The point is this: the problem is not with the book. The vision is not inherently obscure. The problem is with the readers. Whether educated or ignorant, their rebellion has rendered them incapable of understanding God's plain speech. The Bible is not a hard book to understand; it is an impossible book to understand for a heart that is at war with its Author.
The Unsealer of the Book
This passage leaves us in a desperate situation. The people are drunk, the prophets are blind, and the book is sealed. Who can reverse this curse? Who can wake the sleepers and unseal the book?
Isaiah's prophecy hangs in the air, demanding a solution. And that solution is found centuries later, in the book of Revelation. John sees a scroll in the right hand of God, a book sealed with seven seals. This scroll contains the entire plan of God for the redemption of the world. And a mighty angel cries out, "Who is worthy to open the book and to break its seals?" And no one in heaven or on earth or under the earth was able to open the book or to look into it. John begins to weep loudly, because if the book remains sealed, all is lost (Revelation 5:2-4).
But then one of the elders says to him, "Stop weeping; behold, the Lion that is from the tribe of Judah, the Root of David, has overcome so as to open the book and its seven seals." And John looks and sees a Lamb, standing as if slain. And He comes and takes the book from the right hand of Him who sat on the throne.
Jesus Christ is the great Unsealer. He is the only one who can break the seal of spiritual blindness that sin has placed upon our hearts. The "spirit of deep sleep" that Yahweh poured on rebellious Judah is conquered by the Holy Spirit poured out at Pentecost. The apostle Paul says that "a veil lies over their heart" when the old covenant is read, "but whenever a person turns to the Lord, the veil is taken away" (2 Corinthians 3:15-16).
When Jesus met the two disciples on the road to Emmaus, they were confused. They had the Scriptures, but the book was sealed to them. And what did Jesus do? "He opened their minds to understand the Scriptures" (Luke 24:45). This is the miracle that reverses the curse of Isaiah 29. Regeneration is God waking us from our drunken stupor. It is God performing cataract surgery on our spiritual eyes. It is Christ, the Lamb who was slain, unsealing the Word and making it come alive in our hearts.

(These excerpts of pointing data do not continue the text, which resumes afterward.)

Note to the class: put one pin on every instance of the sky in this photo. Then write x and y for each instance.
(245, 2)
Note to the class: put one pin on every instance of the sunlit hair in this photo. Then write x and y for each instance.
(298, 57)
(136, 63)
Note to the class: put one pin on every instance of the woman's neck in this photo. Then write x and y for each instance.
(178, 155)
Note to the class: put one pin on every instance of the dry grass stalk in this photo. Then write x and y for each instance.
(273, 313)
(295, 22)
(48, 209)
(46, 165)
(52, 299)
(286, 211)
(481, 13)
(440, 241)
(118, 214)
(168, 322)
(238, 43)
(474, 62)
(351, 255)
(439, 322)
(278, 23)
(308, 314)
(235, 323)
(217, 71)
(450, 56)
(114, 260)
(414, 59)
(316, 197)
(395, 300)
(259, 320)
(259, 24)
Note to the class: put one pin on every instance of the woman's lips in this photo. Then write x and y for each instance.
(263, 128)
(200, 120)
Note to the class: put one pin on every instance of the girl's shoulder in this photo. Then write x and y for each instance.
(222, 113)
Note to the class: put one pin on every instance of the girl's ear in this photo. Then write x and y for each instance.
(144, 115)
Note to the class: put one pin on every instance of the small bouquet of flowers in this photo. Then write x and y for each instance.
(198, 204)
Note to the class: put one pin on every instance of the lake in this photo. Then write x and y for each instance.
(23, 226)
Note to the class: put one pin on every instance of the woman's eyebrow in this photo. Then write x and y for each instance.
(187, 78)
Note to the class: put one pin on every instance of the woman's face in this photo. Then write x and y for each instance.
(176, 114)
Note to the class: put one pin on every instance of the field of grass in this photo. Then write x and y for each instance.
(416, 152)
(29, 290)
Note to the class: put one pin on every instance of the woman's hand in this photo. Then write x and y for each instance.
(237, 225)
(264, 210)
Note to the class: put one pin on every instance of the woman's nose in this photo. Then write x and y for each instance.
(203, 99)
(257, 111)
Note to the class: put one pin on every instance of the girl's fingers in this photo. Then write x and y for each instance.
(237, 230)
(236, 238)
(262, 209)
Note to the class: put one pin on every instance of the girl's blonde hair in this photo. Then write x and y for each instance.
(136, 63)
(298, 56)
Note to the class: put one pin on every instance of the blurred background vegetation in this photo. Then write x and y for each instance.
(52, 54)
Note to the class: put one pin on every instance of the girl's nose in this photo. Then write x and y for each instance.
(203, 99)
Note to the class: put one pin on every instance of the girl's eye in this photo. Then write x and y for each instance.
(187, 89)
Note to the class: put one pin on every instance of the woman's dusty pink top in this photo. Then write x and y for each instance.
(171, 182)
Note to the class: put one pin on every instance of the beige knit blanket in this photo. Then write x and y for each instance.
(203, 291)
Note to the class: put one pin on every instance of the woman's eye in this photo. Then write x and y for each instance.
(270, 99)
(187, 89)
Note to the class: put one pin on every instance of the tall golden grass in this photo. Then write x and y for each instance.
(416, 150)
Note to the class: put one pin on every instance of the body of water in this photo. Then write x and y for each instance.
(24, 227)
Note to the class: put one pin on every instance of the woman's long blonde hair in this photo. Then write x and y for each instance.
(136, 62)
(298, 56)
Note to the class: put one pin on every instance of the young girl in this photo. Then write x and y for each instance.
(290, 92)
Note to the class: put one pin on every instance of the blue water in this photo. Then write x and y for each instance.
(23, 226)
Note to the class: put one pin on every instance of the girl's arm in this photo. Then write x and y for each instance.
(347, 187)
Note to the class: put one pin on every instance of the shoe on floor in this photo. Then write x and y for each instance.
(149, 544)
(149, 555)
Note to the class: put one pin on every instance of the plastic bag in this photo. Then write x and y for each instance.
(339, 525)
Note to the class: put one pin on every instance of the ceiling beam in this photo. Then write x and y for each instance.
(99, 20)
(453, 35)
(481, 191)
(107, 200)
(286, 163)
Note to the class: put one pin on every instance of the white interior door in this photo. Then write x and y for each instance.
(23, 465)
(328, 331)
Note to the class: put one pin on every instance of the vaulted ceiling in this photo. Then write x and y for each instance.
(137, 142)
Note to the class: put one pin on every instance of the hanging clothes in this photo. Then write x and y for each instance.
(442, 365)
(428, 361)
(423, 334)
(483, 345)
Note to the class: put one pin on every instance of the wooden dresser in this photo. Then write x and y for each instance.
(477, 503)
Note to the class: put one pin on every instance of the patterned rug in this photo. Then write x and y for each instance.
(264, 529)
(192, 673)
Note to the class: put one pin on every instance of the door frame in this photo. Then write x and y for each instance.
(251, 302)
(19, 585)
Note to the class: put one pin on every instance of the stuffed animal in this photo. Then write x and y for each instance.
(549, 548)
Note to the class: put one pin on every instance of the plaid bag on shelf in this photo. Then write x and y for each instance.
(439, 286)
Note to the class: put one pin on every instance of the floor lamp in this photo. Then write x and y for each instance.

The warning for us is plain. If we begin to play games with God, if we start trusting in our political savvy or our cultural cleverness instead of the plain Word of God, we are taking the first steps toward that same drunken stupor. We are blinding ourselves. And if we persist, God may just give us over to it. The Bible on our shelves will become a sealed book. But the gospel promise is just as plain. Turn to the Lord. Come to the Lion who is a Lamb. He is the one who breaks every seal and opens every mind. He is the one who gives sobriety to the drunkard, sight to the blind, and wisdom to all who ask.